Slight, short (5 ft. 5 in.) Lou Stark won his name by covering such stories as the Sacco-Vanzetti case, the pitched battles in Harlan County, the sitdown strikes of the '303. Whatever he covered (typing out his copy hunt & peck, then checking and re-checking until his deadline-conscious editors squirmed uneasily), he won the confidence and respect of both sides without ever favoring either. When the accuracy of an exclusive Stark story about coal bargaining was questioned two years ago, Illinois' Paul Douglas said on the Senate floor: "I have never known Lou Stark to make a factual error in a story." The facts later proved Stark's story true.
"Dead Work." Lou Stark, born in Hungary and brought to the U.S. as a child, grew up on Manhattan's East Side, joined the Times as a reporter in 1917, after a stint at schoolteaching and as a City News Association reporter.

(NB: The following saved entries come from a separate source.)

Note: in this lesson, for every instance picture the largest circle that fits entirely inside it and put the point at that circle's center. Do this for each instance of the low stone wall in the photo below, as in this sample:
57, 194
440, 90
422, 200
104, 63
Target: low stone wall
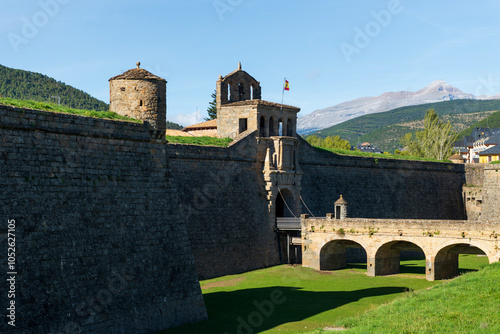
325, 240
474, 174
491, 195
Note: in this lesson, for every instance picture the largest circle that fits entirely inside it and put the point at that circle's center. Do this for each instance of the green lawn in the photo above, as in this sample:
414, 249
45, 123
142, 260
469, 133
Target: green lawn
46, 106
287, 299
468, 304
203, 141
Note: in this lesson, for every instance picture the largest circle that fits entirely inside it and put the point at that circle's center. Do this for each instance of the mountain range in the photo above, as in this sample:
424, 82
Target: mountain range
436, 91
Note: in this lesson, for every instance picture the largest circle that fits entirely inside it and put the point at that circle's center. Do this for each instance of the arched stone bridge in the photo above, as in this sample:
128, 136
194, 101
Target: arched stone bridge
324, 243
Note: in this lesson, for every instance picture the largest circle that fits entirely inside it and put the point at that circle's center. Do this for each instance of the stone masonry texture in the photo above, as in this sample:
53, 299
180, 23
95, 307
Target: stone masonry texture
381, 188
100, 243
223, 202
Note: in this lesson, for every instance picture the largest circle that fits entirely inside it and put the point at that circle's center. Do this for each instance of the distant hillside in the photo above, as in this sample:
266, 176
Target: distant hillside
386, 128
24, 85
436, 91
492, 122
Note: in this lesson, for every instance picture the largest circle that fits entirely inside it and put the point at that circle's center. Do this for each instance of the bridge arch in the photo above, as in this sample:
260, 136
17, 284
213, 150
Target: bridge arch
334, 253
445, 263
388, 257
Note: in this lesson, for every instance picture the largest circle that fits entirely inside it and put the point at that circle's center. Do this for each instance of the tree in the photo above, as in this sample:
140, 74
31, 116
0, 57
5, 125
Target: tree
212, 108
435, 141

In 1923, when few papers thought union news worth reporting, Stark got the job of covering it fulltime. Those were the years of what Stark, borrowing a coal miner's term, calls his "dead work," i.e., unpaid time spent blasting, cleaning out debris, etc. He spent the time getting to know everybody in the union movement, learning the problems of labor & capital inside out. In 1933, when unions began their great upsurge under the New Deal and unionists and their friends became Washington powers, all his "dead work" paid off. The Times sent him to the capital on a "temporary" three-week assignment (which did not end until last week). In his first two days he scored two beats one on the creation of the N.R.A.), causing some admiring competitors to say that Stark had been sent to Washington "on a contract to deliver a beat once a day."
Stark's own version: "All I had to do was . . . hold my hat in my hand, and people whom I'd been cultivating for ten years and who trusted me would come and drop stories into it."
A Note for Lewis. Many labor bigwigs did seek him out when they had important news. When they didn't, Stark flushed them out himself. Once, when reporters were vainly trying to get at John L. Lewis, holed up in his Washington headquarters during an executive board meeting, meek Lou Stark simply sent up a sharp note, and Lewis came right down.
Stark believed in the validity of unions, but when the fledgling Newspaper Guild joined the C.I.O., Stark resigned, lest his impartiality be questioned. For the cumulative excellence of his reporting, he won a Pulitzer Prize in 1941.
At Washington's National Press Club last week, 50 capital correspondents and friends gave Stark a farewell dinner. At the head table Stark sat embarrassedly peering through his thick glasses as messages were read from President Truman ("You have been the dean of all reporters on the labor scene in the capital"), William Green, Lewis, the C.I.O.'s Jack Gold ("Please convey our sympathies to Page One") and many others. When they were all over, Lou Stark said simply: "The thing that pleases me more than anything else [is that] despite the rivalry, the men with whom I have worked by & large have held me in esteem."